If you haul light bulky stuff it is great, if you want to haul heavy shit dense stuff (i.e. textbooks) it sucks. As comparison I also have a Deuter backpack. If I am riding textbooks and a computer up the SFU (Sweet Fuckup University) I will often not use it. If I take my lunch, clothes and shoes... no doubt Chrome it is.
3) Sort of Stable:
On the road bike it stays on you pretty good. If you like jumping your bike off curbs, down stairs (yes you can ride a fixie down stairs and wheelie drops off curbs work well) it's not too bad. How about on the trails? Forget it. For shits and giggles I wore it while riding down Nicole's on Burnaby Mountain. Nicole's isn't too hard, but the bag was a hassle.
4) Do NOT press the button:
Remember when mom told you the radio button activated the passenger ejector seat you were sitting on. Despite the fears of being flung out onto the road, you press it. Why? Because someone told you not too, smart ass. As humans we are destined to be morons.
If one more person walks up to me and pushes the seatbelt button when I am not expecting it I am going go Bruce Lee on their ass. I have had my laptop in it and some complete shit pushed the button AFTER I told him not too. I was able to catch the bag, but it could have been worse. My camera hasn't been so lucky. Good thing its tough, you can pound nails with that sucker.
5) Seatbelt Cons:
While the D-ring quick release is handy, it some times comes out completely (pictured left). It happened within the first week of owning it. It pissed me off, but I got over it when got drunk and fixed it. If it happens start drinking. Why? Because it worked for me, that's why.
To fix it you first have to thread it part way in (above right), then pull like hell cause it's tight. Now that it's broken in, it's a relatively trivial task to put it back into place. So why bring it up? Just to set the record straight, that's why dingle berry.
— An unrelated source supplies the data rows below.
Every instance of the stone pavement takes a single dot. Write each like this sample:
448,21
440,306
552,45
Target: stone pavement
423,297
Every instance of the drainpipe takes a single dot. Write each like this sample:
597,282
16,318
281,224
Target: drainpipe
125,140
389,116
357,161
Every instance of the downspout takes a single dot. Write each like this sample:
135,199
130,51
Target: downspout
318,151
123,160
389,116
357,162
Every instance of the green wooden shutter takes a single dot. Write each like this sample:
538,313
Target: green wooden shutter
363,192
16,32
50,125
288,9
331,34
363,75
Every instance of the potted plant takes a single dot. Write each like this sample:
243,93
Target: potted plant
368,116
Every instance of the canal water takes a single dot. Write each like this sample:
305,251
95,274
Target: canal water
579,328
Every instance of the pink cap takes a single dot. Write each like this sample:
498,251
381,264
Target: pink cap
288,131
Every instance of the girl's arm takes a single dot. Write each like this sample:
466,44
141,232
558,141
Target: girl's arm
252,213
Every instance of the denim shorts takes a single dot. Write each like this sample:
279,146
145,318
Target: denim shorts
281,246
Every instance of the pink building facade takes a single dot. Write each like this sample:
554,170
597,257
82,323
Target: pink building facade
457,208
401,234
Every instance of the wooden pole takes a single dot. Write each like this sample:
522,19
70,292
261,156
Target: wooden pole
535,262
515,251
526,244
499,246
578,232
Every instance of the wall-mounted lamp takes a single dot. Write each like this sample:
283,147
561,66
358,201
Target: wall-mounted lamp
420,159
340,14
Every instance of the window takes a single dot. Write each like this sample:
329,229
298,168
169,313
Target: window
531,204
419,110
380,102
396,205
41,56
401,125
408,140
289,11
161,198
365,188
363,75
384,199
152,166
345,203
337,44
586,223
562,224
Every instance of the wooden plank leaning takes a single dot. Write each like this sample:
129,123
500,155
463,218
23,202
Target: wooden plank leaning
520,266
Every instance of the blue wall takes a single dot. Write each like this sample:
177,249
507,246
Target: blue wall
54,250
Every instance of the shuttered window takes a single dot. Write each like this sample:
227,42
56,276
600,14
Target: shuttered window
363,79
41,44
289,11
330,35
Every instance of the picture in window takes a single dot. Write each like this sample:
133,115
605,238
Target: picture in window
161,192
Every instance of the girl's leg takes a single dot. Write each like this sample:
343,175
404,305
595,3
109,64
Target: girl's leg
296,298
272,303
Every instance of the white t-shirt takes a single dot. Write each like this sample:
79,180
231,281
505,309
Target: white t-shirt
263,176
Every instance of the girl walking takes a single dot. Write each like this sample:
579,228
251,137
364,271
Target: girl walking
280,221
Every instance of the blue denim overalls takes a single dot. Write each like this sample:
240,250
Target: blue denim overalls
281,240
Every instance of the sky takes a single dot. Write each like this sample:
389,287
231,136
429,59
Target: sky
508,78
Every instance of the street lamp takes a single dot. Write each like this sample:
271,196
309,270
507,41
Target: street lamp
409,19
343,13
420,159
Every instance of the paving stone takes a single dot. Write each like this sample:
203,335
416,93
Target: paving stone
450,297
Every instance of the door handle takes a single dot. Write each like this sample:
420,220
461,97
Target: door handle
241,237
Also the D-ring quick does wear the seatbelt strap. Mine is looking well worn. While it ain't that bad, it may be enough for a fashion minded yuppie scum to freak out about.
"Like Oh my god buy a new bag all ready!" screeches the yuppie princess.
"I can't be seen in public with you if your courier bag isn't shinny new." asserts the yuppie pricess as you prepare the butcher knife.
It hasn't affected the functioning and I ain't going to do a damn thing about it until it tears right through. When will that be? Who knows? Probably when I am long gone from this mortal coil. I only mention it cause it seems like the thing to do on the Internet. Find a small flaw in something you own then go ape shit over it. Personally, I am over it now and have moved on to other things in life.
Whatever, conclusions are for sissies who ride gears. I ain't telling you what to do, in fact I don't even care. For me I would buy the bag again without hesitation. But what the hell do I know? By now I figure you have made up your mind. Buy it, don't buy it. Run cigarettes into Quebec, I just don't fucking care.